After returning from a Virgin Records scouting mission for reggae artists in Jamaica, John Lydon—Rotten was now legally prevented from using his stage name and had reverted to his given name, which actually reinforced the narrative of controlling his public image—began to recruit. Ex Clash guitarist Keith Levene, Canadian drummer Jim Walker and college mate Jah Wobble (John Wardle) became Public Image Ltd, releasing their first single Public Image in late 1978. It was a hit, and would very soon be followed by the debut album Public Image: First Issue. The band had distanced themselves from the sound and style of the Pistols and were attempting to subvert the punk genre into what they claimed to be anti-rock. Lydon railed and wailed against the lies, stupidity and dogma he perceived. The music, infused with heavy dub, occasional disco touches and aggressive shards of guitar noise, was certainly a step down that path. It still rocked hard enough to keep the interest of the buying public, but PIL were not done reinventing.

The Johnny Rotten Show

Much to the dismay of his band and manager, Lydon revealed he actually enjoyed and was influenced by other genres of music. Check out this Capital Radio show from July 1977.

Public Image Ltd’s masterpiece was to follow. Jim Walker left the band, Richard Dudanski took over on drums, then he too was eventually replaced by Martin Atkins. Metal Box developed a sound first explored on Fodderstompf, the supposedly throwaway track at the end of First Issue. The repetitive disco bass sound largely inspired what is now known as dance-punk. Many Pistols fans couldn’t relate to this shift (disco was supposed to be the enemy), however new audiences were embracing the band. Metal Box was a commercial and critical success. If this anti-rock thing was to work Lydon & Co would eventually have to alienate these new listeners too.
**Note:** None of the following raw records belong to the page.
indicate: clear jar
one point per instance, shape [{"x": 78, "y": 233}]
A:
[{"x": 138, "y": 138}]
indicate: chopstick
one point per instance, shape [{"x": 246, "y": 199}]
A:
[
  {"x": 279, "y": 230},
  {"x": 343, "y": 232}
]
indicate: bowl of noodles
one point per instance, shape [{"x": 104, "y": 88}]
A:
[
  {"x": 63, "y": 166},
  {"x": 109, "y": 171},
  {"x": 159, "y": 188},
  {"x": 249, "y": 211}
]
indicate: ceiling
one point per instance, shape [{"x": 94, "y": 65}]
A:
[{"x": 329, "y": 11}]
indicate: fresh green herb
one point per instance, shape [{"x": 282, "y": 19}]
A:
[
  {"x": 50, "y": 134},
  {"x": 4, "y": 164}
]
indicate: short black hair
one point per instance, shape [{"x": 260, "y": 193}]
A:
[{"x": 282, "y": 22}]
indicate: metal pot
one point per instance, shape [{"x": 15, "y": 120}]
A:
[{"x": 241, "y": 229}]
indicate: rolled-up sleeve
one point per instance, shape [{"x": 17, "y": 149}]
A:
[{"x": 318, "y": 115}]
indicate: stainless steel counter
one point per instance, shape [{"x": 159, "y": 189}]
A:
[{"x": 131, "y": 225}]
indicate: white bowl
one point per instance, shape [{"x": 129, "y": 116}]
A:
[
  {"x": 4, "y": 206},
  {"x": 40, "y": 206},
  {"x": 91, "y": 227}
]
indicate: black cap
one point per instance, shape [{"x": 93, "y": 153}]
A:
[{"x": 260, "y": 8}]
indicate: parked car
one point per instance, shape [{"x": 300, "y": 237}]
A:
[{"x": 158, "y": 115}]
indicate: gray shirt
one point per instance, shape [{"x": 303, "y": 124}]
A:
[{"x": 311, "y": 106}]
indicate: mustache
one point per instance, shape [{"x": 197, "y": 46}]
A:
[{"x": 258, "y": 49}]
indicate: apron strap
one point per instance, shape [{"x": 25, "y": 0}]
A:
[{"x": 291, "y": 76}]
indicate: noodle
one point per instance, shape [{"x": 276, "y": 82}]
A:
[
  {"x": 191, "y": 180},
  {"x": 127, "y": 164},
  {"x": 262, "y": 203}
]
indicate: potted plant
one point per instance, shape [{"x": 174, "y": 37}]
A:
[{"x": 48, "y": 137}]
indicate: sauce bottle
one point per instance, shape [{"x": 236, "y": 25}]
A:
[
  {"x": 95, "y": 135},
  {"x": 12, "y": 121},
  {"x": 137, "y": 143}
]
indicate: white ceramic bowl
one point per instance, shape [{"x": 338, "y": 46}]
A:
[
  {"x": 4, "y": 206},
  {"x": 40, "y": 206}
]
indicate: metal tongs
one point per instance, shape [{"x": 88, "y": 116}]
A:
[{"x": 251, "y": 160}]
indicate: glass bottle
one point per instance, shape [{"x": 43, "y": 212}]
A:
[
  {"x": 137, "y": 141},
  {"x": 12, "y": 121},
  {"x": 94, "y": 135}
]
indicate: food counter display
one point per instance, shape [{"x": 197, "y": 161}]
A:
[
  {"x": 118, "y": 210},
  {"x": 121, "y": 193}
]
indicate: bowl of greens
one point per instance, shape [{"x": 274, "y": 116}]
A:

Public Image Ltd live on Whistle Test

Public Image Ltd perform Poptones and Careering

Tensions within the band now evident, it has often been said that this was fueled by the mismatch of the collective’s individual drug choices. First to leave was Wobble, reportedly for using the band’s recordings for his own solo project, but there was obviously more going on behind the scenes. Paranoia, lethargy and creative differences were now rife in the PIL camp, with Atkins fired and rehired multiple times by Levene for imagined misdemeanours. This environment produced a very fitting third album, The Flowers of Romance in 1981. Without Wobble’s bass there was little melody to be found anywhere, and with Levene largely ignoring guitar, preferring instead synthesizers and percussion, this one was going to be different. Lydon was keen to inject as many unusual elements into the recordings and even dabbled in violin and saxophone himself. The finished album was met with bemusement by most, but a significant minority knew that this album was important. This stripped back, dark, tribal world music was most certainly anti-rock.
This was the end of the road for the post-punk era PIL. Lydon would eventually return with a new line-up and a dance-pop sound in 1984. The album This Is What You Want… could easily have been called Commercial Zone. How times change.